Debtor argued that this was a minor mistake in reporting that would not lead to a "senseless result" yet this court disagreed. Conversely, the Trustee argued that the Debtor did not accurately portray her proposed disposable income.
The main question in this case was whether the projected disposable income must equal the debtor's disposable income or if it is acceptable for this projected disposable income to reflect any changes that will occur. This Fourth Circuit court held that the phrase "projected disposable income" takes into account the past events but allows for future adjustments in Debtor's income or expenses that will affect to the final outcome.

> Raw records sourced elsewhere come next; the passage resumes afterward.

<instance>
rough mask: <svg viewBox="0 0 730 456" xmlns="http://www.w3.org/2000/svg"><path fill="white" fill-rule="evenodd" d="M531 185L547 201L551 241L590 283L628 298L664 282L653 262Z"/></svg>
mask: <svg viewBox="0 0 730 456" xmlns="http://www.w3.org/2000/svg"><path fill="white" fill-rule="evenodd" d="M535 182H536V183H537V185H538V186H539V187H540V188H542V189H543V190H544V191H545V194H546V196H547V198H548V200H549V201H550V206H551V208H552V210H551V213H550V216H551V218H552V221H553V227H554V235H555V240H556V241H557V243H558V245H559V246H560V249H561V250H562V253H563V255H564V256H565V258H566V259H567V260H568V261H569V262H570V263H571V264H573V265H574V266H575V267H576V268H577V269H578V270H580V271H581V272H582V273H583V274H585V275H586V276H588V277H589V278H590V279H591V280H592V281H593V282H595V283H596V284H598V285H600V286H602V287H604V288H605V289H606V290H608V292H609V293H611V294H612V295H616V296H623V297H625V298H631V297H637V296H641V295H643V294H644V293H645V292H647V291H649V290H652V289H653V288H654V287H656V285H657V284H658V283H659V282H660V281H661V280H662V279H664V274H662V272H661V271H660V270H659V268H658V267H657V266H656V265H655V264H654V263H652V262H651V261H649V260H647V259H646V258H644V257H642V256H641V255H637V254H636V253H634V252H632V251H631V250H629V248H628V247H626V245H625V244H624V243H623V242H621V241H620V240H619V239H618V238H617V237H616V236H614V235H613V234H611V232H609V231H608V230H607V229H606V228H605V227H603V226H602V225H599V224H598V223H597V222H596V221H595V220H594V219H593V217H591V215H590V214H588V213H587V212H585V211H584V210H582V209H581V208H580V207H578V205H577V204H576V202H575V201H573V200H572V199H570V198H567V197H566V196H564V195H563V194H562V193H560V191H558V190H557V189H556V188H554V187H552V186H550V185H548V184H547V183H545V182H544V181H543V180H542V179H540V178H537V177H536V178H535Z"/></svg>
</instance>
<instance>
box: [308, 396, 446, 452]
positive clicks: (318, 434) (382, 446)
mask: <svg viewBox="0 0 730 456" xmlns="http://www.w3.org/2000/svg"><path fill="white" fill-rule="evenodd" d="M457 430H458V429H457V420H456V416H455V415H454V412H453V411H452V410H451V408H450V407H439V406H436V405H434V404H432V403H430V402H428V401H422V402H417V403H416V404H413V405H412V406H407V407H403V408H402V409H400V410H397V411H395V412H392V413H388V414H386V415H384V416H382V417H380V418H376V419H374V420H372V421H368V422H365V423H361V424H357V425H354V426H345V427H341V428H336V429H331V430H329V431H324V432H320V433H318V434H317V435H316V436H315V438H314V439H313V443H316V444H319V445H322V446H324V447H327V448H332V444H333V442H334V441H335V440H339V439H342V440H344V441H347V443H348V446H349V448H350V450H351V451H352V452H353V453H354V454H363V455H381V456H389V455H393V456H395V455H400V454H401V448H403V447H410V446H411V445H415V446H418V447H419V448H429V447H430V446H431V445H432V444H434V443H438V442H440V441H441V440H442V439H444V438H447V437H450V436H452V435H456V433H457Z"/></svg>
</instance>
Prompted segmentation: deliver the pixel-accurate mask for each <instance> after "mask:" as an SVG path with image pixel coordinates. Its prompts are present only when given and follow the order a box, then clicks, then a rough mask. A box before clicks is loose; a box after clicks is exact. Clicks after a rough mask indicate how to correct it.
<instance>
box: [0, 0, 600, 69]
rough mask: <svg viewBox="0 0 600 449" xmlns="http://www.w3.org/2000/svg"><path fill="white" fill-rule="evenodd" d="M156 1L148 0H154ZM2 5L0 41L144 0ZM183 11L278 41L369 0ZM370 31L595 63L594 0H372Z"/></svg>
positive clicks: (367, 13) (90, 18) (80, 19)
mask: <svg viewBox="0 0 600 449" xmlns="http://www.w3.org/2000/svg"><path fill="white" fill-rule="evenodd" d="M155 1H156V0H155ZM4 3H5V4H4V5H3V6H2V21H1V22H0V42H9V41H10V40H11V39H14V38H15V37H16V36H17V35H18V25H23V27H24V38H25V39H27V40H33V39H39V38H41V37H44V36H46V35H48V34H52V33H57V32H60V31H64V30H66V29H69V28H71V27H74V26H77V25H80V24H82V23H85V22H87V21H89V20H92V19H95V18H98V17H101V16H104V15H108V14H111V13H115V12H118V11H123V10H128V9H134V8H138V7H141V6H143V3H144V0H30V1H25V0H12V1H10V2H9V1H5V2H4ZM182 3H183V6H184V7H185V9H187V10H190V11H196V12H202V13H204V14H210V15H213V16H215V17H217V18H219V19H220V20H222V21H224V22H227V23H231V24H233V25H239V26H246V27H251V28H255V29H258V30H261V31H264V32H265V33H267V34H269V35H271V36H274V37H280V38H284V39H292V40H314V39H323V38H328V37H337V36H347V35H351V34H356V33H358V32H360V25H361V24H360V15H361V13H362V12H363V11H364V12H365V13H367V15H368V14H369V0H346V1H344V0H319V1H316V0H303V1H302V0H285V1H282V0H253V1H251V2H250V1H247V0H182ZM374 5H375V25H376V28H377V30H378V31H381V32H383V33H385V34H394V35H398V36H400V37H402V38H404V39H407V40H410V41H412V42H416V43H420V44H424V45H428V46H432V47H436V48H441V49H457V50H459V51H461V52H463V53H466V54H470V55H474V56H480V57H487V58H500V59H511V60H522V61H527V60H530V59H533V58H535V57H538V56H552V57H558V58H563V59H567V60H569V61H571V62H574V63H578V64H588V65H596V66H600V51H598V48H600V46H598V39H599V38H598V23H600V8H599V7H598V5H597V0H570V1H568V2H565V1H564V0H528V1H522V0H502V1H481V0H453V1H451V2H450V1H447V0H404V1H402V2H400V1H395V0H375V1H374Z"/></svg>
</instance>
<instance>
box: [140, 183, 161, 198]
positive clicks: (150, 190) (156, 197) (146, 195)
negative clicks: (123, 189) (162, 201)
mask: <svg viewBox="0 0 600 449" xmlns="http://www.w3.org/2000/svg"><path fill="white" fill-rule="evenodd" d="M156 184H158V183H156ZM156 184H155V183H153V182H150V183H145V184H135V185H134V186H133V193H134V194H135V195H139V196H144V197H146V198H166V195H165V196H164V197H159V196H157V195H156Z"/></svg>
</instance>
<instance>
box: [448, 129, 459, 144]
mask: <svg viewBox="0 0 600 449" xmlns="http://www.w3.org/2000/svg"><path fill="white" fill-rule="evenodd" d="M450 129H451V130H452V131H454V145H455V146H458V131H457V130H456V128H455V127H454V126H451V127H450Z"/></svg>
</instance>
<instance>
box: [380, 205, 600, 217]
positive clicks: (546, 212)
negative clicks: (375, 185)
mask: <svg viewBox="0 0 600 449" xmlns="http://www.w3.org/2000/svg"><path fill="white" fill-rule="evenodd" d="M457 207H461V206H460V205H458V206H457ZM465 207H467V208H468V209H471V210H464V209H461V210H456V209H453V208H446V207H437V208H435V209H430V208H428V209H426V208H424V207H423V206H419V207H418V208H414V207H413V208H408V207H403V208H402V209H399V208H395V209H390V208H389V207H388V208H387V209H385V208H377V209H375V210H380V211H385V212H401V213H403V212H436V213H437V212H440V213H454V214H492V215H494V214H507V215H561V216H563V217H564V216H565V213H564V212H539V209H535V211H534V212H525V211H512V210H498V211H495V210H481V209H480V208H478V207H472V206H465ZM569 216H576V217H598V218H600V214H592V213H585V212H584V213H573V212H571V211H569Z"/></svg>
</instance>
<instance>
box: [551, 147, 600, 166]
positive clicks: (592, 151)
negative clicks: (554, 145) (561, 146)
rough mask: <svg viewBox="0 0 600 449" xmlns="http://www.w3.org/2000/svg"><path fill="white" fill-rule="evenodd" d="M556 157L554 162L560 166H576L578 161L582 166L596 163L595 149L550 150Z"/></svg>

In this case, it was held that the Debtor is required to accurately report all payments she puts on her schedule B. Morris instructs that in the Fourth Circuit, a debtor cannot deduct monthly payments from her projected disposable income where she will not in fact be required to make the payments, regardless how minor the payments may seem.
Although every circuit analyzes and applies the law a little differently, this case shows the problems that can be created in your Los Angeles bankruptcy when you do not have an experienced and knowledgeable bankruptcy attorney fighting for your rights.